Public health experts warn that such gaps severely weaken Pakistan’s ability to detect outbreaks early, allocate resources, and design evidence-based interventions. “Surveillance data is the backbone of outbreak preparedness. If provinces do not share what is happening on the ground, the federal system becomes blind,” a senior epidemiologist said.

The NIH official disclosed that the problem of data withholding is not limited to provincial health departments and hospitals. “The situation is even more worrying because in some cases, researchers within the NIH itself are not sharing data with their own leadership,” the official said.

In one instance, the official said, a female researcher at NIH Islamabad who is working on Candida auris, a highly drug-resistant and potentially deadly fungal infection spreading in hospital settings, has not shared concrete data with senior management. “Without reliable data, we cannot sensitise hospitals on infection prevention and control, nor can we issue public advisories.

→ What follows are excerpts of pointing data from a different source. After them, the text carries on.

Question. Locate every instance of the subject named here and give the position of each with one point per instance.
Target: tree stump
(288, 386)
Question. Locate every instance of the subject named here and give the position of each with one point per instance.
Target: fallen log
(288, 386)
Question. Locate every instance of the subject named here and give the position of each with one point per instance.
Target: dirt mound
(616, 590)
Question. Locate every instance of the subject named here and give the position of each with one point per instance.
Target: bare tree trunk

We know Candida auris is emerging in hospital environments, but we are unable to quantify the scale of the problem because the data is not being shared internally,” the official said.

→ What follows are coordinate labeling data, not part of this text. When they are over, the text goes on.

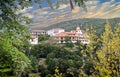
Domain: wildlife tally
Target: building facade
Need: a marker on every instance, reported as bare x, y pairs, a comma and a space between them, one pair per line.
33, 40
55, 31
73, 35
38, 32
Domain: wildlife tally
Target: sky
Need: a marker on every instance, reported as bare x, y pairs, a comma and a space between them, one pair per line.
43, 17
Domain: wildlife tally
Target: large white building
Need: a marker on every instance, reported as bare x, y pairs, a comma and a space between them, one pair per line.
33, 40
74, 36
55, 31
38, 32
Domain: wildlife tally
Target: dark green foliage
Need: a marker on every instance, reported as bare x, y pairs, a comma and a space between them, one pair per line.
43, 38
55, 56
68, 42
97, 24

Senior experts said Pakistan’s disease surveillance system suffers from deep structural flaws, including weak reporting obligations, lack of accountability, and an absence of data-sharing culture across institutions. They warned that the consequences go beyond domestic public health.

“Pakistan does not even consistently share its disease surveillance data with the World Health Organisation. Polio data is shared, but for many other diseases, reporting is patchy or delayed. This undermines international confidence and hampers global risk assessments,” a former health ministry adviser said.

Officials said similar concerns exist around HIV surveillance. The Common Management Unit, which is mandated to compile and coordinate HIV data nationally, does not routinely share detailed infection data with senior officials in the federal health ministry, while several provinces and service providers remain reluctant to release disaggregated HIV figures.

This, experts warn, weakens planning for prevention, testing, and treatment programmes at a time when HIV infections are rising in multiple parts of the country.

The withholding of mpox data from Punjab has particularly alarmed federal officials because of the risk of silent community spread. “When provinces sit on data about local transmission, the window for early containment closes. We are left reacting late, when clusters have already expanded,” the NIH official said.

Public health specialists argue that Pakistan urgently needs a legally enforceable disease reporting framework that compels provinces, hospitals, laboratories, and research units to share standardised, real-time data with the NIH. Without this, they warn, the country will continue to stumble from one outbreak to another, unable to build a credible national picture of emerging and re-emerging infectious threats.

“This is not just about technical reporting. It is about political will, institutional discipline, and national responsibility,” a senior expert said. “Without transparent data-sharing, Pakistan cannot protect its own population, let alone meet its international health obligations.”